Keyfact-Based Information Retrieval System

Mi Seon Jun,
Se Young Park

System Software Department
Electronics and Telecommunications Research Institute
TaeJon, Korea
{msjun, sypark}@computer.etri.re.kr

Abstract

This paper describes a new automatic indexing method for Korean texts using the keyfact includes simple syntactic relations between adjacent words suitable for agglutinative languages, especially for Korean. We present the construction rules to compose keyfacts as indexing terms. The keyfact is defined a relevant pair controlled by predefined keyfact rules and is expressed in [head word, dependent word]. This method simplifies processing of compound noun, noun phrase, verb phrase and adjective phrase. By applying the keyfact concept, our system has raised the precision ratio of indexing terms.

Keywords

Relevant pair, syntactic relation, compound noun, noun phrase, adjective phrase, keyfact rules.

1 Introduction

Recently some information retrieval(IR) systems provide natural language text or natural language query processing mode for end-users who don't know knowledge and method about system usage than retrieval experts who is proficient in indexing vocabulary. Practically the systems adopt keyword indexing method almost. The keyword is includes compound word as well as single word. The nouns and compound nouns are the most important elements for representing a fact in a natural language sentence. However besides these keywords, verb and adjective have an important role in a sentence[7,8]. Peoples use verb/adjective to represent act/state as well as things within a sentence[3,5]. If there are not any syntactic relations between keywords, wrong combination of keywords cause retrieval of irrelevant documents and omission of relevant documents. In Korean there are too much inflected forms of adjective and verb. People uses single concept, link, role indicators, relators, and composition order as methods to represent syntactic relations between words. Practically some part of the role indicators and relators include semantic relations than syntactic relations and there are semantic components in it. In this paper, we take account of IRS, exclude semantic components and complex syntactic relations. Instead we find head word(noun) and dependent word(noun, adjective, verb) pair by using keyfact construction rules. The rules have maximum 6 window size without considering position of function words at present.
In the following sections, we (1) describe problems of keyword indexing; (2) observe the keyfact concept; (3) show how the keyfact can be extracted; (4) show keyfact generation result; and (5) make suggestions for future research.

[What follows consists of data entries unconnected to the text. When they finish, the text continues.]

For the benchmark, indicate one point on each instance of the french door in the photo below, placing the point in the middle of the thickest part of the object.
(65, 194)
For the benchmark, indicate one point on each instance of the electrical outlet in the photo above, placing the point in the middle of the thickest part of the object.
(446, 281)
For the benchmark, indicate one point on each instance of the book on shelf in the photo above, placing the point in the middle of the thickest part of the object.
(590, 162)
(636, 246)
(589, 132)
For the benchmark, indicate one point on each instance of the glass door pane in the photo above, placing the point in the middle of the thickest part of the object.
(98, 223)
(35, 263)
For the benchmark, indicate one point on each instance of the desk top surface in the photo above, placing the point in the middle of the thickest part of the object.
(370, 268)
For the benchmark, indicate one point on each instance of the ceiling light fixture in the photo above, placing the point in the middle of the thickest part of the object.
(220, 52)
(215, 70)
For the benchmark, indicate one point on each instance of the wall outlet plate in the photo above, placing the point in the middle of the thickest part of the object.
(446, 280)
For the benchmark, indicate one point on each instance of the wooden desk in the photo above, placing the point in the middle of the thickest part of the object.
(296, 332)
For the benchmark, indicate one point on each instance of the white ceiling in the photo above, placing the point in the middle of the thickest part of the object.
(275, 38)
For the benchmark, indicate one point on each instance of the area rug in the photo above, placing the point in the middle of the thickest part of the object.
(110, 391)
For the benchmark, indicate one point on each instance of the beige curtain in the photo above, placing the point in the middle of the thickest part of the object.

2 Problem of keyword indexing

We aim at high precision using keyfact-based index terms. Controlled vocabularies enhance precision ratio because of resolving of homonym and reduce the indexing file size. But it is required that the cost of maintenance of thesaurus and human efforts. And there is inconsistency of indexing. The inconsistency of indexing exists even when a people indexed a same document at the different time as well as when two different peoples indexed a same document. Controlled vocabulary cannot deal with the problems quickly when new vocabulary and concept come into being in a branch of learning. Because new vocabulary does not added to revised edition of thesaurus until it is estimated and applied enough. And it is impossible to enumerate all sub-concepts about a concept.
There are many problems when we use uncontrolled indexing language, that is, natural language. It is caused by synonymy, homonym, semantic ambiguity, contextual ambiguity, and impossible hierarchical retrieval , etc. In case of information retrieval system for Korean, Because Korean has an advancement of postposition, the simple IR system assigns nouns or compound nouns as index terms by using only postposition lexicon without morphological analysis. Recently, it is customary to use compound words as well as single words as indexing terms for the representation of natural language text. The two units have the relative merits. Indexing based on single word unit degrade precision and large indexing file size. It is possible to retrieve user's information need even when user can't remember the whole term about something. In case of compound word unit, in the previous IR systems, possessive postposition 'of()' was processed by using heuristic rules at the stage of the syntactic analysis after decomposing a noun and postposition at the stage of the morphological analysis. It has some problems as follows. Ideal system must assign compound word "information retrieval()" as indexing terms by manipulating various expressions such as "about information retrieval()", "retrieval of information()", "retrieval about information()", "retrieve information()", "retrieved information()", etc. Errorous combination of keywords such as "retrieved information" cause retrieve irrelevant documents, because two words 'information' and 'retrieval' can be out of order,. By composing two or more words simply, simple system can't represent the same concept as phrase using above various syntax. It is more difficult to control contextual ambiguity[9]. As you can see the above examples, there are many problems which can not be solved by existing simple phrase unit. To solve the problems, it is necessary to represent syntactic relations effectively.
To represent syntactic relations between keywords, role indicator and link can be used. For example a document d1 dealing with the subject about 'harmful poisonous to fish' and a document d2 dealing with the subjct about 'poisonous produced by fish'.
In the case of word combination, 'fish' and 'poisonous' are extracted by index terms. Practically though subjects of two documents are different each other, same words are indexed. To settle problems of erroneous retrieval by the wrong combination of each concept, document number and link added to keyword. The examples are belows.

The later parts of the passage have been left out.